What is lifestyle inflation and how does one financially plan for it?

If you feel you’re falling prey to lifestyle inflation, here are five remedial actions to combat this silent wealth diminisher.

What is lifestyle inflation and how does one financially plan for it?

Roti, kapda, aur makaan’ was a popular slogan back in the 1960s and 1970s. But Indian life goals have evolved over time. Buoyed by higher disposable income and aspirations moulded by film stars and social media influencers, millennials today want the good life. 

The urban Indian wants to live in a swanky gated complex, keep a pet for companionship, aspires to travel abroad once every year, watch every new movie release, and attend concerts and plays. They need to socialise frequently and tend to shop online as a hobby.

As India’s vast middle class throws caution to the wind and turns aspirational with a vengeance, its priorities have changed. This has resulted in a sharp increase in discretionary expenses over the past decade. While expenditure on non-essentials accounted for 5%–20% of a monthly budget ten years ago, today it accounts for anywhere between 20% and 60% in an urban household.

Related: 5 Easy ways to reduce your monthly expenses 

Changing life goals

Millennials today are highly inclined towards unconventional life goals. As per a survey by ET Wealth, saving up for children’s education, purchasing a house, saving for retirement, buying a car, and provisioning for children’s marriage were the top five goals of an Indian household a decade ago. Children’s education is still a priority today, but going on vacation has outstripped the need for a roof. 

People are spending a lot more on their ‘wants’ without ascertaining the ‘need’. Mobile handsets and accessories have to be upgraded every year. Similarly, expenses related to health and fitness are not just restricted to gym memberships. One needs a whole new workout wardrobe, accessories, and expensive dietary supplements. 

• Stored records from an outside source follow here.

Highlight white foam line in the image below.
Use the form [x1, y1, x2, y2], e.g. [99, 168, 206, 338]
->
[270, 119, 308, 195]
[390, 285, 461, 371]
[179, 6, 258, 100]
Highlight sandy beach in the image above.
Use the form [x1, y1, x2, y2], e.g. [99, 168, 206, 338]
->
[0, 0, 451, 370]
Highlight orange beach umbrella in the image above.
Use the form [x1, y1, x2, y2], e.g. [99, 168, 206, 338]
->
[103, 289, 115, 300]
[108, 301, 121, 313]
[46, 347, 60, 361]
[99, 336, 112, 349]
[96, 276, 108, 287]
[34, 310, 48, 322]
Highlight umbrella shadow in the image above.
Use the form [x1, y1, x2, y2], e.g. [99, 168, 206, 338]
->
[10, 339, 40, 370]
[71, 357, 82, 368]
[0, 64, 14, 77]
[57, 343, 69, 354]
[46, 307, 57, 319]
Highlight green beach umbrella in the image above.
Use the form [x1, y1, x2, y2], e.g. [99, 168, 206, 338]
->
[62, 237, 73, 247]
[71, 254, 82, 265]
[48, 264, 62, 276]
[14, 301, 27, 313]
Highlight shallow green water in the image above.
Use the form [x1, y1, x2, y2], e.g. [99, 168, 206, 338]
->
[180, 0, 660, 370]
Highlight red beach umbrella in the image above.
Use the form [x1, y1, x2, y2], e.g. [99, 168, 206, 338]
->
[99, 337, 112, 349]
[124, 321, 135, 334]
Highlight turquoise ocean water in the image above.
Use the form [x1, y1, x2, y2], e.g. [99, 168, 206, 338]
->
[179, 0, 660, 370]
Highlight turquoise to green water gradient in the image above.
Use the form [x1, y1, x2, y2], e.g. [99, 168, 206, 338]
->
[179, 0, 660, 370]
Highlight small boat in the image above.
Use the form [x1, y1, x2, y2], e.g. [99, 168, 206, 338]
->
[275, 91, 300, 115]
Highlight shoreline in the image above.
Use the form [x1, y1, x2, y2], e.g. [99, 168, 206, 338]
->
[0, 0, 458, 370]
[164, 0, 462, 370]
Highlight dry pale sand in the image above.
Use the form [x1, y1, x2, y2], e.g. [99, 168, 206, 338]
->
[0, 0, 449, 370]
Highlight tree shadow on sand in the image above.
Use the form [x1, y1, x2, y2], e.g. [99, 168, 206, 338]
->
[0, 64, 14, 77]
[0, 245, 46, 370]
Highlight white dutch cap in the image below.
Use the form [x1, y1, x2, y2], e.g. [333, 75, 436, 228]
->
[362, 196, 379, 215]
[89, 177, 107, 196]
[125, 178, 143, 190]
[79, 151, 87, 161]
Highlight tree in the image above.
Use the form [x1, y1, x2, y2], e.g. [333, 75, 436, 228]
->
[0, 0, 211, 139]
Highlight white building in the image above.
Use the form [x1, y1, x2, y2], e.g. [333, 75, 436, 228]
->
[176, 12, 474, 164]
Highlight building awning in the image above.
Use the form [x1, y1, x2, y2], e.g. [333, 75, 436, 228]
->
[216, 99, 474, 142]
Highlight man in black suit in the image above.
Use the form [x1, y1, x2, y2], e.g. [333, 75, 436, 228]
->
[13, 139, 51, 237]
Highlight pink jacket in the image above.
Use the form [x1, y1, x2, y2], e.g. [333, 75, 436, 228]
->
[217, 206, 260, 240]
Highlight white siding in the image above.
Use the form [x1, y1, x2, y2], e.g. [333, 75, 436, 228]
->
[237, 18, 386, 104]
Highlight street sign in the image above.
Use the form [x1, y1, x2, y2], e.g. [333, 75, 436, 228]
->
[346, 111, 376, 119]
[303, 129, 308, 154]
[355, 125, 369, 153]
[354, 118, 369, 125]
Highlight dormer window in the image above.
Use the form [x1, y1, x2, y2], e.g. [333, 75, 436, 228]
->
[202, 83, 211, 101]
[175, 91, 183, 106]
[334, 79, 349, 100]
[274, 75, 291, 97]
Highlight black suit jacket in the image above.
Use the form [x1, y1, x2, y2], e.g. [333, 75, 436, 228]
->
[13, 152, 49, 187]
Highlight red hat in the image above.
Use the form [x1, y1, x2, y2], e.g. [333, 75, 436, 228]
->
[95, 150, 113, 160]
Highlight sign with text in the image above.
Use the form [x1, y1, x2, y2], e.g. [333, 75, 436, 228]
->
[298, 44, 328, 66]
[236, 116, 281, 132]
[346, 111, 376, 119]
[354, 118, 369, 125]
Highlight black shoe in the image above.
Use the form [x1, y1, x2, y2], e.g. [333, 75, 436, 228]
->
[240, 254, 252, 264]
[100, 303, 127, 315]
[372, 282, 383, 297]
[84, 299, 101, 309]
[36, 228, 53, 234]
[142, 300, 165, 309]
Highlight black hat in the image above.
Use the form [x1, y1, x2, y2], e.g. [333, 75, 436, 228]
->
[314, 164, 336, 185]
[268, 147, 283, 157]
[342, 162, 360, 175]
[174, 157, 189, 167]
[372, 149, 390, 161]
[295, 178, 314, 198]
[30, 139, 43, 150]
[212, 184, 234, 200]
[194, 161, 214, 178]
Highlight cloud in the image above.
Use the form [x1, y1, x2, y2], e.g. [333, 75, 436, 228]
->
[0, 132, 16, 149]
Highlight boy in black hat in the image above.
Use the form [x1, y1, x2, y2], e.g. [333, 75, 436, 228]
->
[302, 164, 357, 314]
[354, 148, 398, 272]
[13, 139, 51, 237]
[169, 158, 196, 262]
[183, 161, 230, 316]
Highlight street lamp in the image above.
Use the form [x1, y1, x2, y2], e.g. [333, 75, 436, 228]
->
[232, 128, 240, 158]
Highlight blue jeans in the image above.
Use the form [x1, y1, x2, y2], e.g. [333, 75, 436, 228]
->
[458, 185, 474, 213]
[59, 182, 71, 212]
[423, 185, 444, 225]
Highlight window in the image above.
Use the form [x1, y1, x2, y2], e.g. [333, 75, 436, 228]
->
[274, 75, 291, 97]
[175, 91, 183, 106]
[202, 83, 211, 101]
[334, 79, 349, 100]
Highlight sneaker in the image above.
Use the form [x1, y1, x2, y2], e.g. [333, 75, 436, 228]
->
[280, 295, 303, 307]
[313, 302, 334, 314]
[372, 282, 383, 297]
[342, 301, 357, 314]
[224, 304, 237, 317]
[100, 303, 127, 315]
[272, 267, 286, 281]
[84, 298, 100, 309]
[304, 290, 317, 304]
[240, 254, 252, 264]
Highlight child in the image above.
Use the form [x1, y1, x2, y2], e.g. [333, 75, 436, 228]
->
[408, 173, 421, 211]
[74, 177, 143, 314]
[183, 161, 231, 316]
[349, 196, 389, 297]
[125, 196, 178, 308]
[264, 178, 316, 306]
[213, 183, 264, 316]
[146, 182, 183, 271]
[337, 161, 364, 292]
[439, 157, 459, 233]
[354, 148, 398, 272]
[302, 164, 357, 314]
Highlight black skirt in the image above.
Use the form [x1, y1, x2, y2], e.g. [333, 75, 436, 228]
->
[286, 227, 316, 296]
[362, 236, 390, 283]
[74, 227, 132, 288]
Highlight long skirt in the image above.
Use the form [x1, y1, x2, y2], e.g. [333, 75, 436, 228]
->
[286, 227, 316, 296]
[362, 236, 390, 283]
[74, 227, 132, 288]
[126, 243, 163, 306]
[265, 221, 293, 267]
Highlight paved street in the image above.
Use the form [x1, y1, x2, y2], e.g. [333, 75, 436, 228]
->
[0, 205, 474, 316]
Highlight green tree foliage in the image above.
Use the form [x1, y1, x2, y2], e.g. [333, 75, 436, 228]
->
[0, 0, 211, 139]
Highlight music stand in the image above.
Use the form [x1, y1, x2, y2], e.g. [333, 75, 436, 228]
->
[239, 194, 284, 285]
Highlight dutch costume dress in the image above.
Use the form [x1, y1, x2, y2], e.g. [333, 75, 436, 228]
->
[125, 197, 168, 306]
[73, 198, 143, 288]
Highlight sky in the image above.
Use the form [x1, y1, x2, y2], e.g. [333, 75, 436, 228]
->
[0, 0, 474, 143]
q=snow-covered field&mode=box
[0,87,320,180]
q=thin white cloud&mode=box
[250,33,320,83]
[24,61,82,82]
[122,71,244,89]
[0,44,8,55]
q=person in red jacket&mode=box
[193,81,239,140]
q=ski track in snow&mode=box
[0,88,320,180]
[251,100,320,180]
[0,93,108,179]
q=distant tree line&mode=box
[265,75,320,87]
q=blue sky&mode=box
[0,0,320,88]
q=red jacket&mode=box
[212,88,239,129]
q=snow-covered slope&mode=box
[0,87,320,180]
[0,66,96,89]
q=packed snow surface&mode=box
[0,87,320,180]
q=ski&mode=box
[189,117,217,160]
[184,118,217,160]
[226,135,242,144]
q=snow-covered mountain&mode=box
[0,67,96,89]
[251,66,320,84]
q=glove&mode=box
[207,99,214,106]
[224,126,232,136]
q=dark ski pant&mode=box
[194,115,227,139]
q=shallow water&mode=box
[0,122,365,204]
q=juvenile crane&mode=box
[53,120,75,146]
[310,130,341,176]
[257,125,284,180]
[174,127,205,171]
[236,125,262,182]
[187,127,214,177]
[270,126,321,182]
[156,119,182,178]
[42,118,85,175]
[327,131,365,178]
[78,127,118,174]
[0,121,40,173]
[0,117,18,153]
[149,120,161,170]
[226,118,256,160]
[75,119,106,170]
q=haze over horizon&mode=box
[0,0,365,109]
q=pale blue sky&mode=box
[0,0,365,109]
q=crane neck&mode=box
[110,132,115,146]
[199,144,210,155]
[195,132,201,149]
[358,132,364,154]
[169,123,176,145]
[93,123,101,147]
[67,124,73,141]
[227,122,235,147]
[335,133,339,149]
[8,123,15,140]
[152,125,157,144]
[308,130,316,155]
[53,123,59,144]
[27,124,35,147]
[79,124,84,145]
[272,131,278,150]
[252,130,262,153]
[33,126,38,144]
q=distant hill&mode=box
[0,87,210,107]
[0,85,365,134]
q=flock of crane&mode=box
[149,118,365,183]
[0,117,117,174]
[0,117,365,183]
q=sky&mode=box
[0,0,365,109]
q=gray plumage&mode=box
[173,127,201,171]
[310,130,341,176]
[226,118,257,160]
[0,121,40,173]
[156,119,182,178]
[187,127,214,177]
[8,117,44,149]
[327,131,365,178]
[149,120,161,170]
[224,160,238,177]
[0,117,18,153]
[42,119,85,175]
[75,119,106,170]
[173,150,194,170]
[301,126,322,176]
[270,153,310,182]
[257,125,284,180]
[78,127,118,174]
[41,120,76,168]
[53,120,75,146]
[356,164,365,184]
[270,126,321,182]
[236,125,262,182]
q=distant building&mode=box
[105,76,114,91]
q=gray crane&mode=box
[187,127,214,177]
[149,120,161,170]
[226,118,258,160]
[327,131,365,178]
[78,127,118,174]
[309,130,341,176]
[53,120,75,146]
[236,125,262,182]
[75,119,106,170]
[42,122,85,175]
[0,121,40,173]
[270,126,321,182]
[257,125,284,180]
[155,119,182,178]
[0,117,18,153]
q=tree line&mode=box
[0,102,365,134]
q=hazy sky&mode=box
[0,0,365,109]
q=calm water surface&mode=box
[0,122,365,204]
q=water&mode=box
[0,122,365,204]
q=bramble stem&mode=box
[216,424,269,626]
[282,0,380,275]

Some spend on fitness, while others may be inclined towards gadgets, luxury items, or hobbies. Urban Indians may be optimistic, but they are inadequately prepared to deal with lifestyle inflation. This can have long-term repercussions on their financial goals.

Related: A 9-Point Guide to achieving long-term financial goals 

Gearing up for the challenge

Despite doing well in the workplace and earning higher salaries, many millennials treat their bank balances just as they did when starting their careers. If you feel you too are falling prey to lifestyle inflation, here are some remedial actions you can take to combat this silent wealth diminisher.

1. Review your lifestyle needs

There is no harm in upgrading your lifestyle as your disposable income increases. The issue is when you don’t realise the lost ‘opportunity cost’ of spending your hard-earned money on things that are not necessary. Remember, not all lifestyle expenses are big purchases. These days, most of us don’t think twice before booking a cab or ordering food online. Such a small individual transaction may seem harmless but it can have a snowball effect on your long-term finances as well as your health.

Cleaning up your act starts with being mindful of your spending habits. As the adage goes, a rupee saved is a rupee earned.

Related: 5 Ways to make saving a disciplined habit 

2. Live within your budget

Having a well-chalked-out, predefined budget is the best way to account for your expenses. Prioritise all essential expenses like EMI/rent, utilities, investments, and liabilities before you allocate financial resources to your lifestyle needs. Discretionary expenses should be capped at a maximum of 20% of your take-home income. Download an app that can help you budget efficiently; it will force you to rethink your lifestyle-related spending and eliminate unnecessary expenses.

3. Prioritise your financial goals

Sit with your family and create a plan for your financial goals. You need to classify your goals as short-, medium-, and long-term, and list down the means to achieve them. You may want to pay off debt, buy a house, save for your child’s education, or plan for retirement. Make a timeline of your goals and focus on your investments accordingly.

Salary hikes, incentives/commissions, bonus, or any windfall gains should be directed towards fast-tracking your financial goals. Without clear objectives it is easy to spend on things that will hamper your long-term wealth creation.

Related: A 9-Point Guide to achieving long-term financial goals 

4. Automate your investments

A smart way to combat lifestyle inflation is to automate your investments. Set up standing instructions with your bank to sweep money out of your account every month after your salary is credited. Even a modest Rs 5000 invested through the SIP route in an equity-based mutual fund that offers an annualised 12% return will compound your corpus to over Rs 11 lakh in 10 years. 

A structured investment approach may not offer instant gratification but it ensures that your lifestyle is not affected in the long term.

5. Avoid lifestyle-related debt

Lifestyle-related loans have become easily accessible; they come pre-approved and with flexible repayment options. Alternatively, one can simply swipe a credit card. Today, you can buy almost anything on EMI. However, such enticing offers usually come with high interest rates and affect your credit score. So be careful when intending to buy now and pay later; you could be biting off more than you can chew.

Now that you know what to watch out for, follow these tips and beat inflation to live the life you deserve!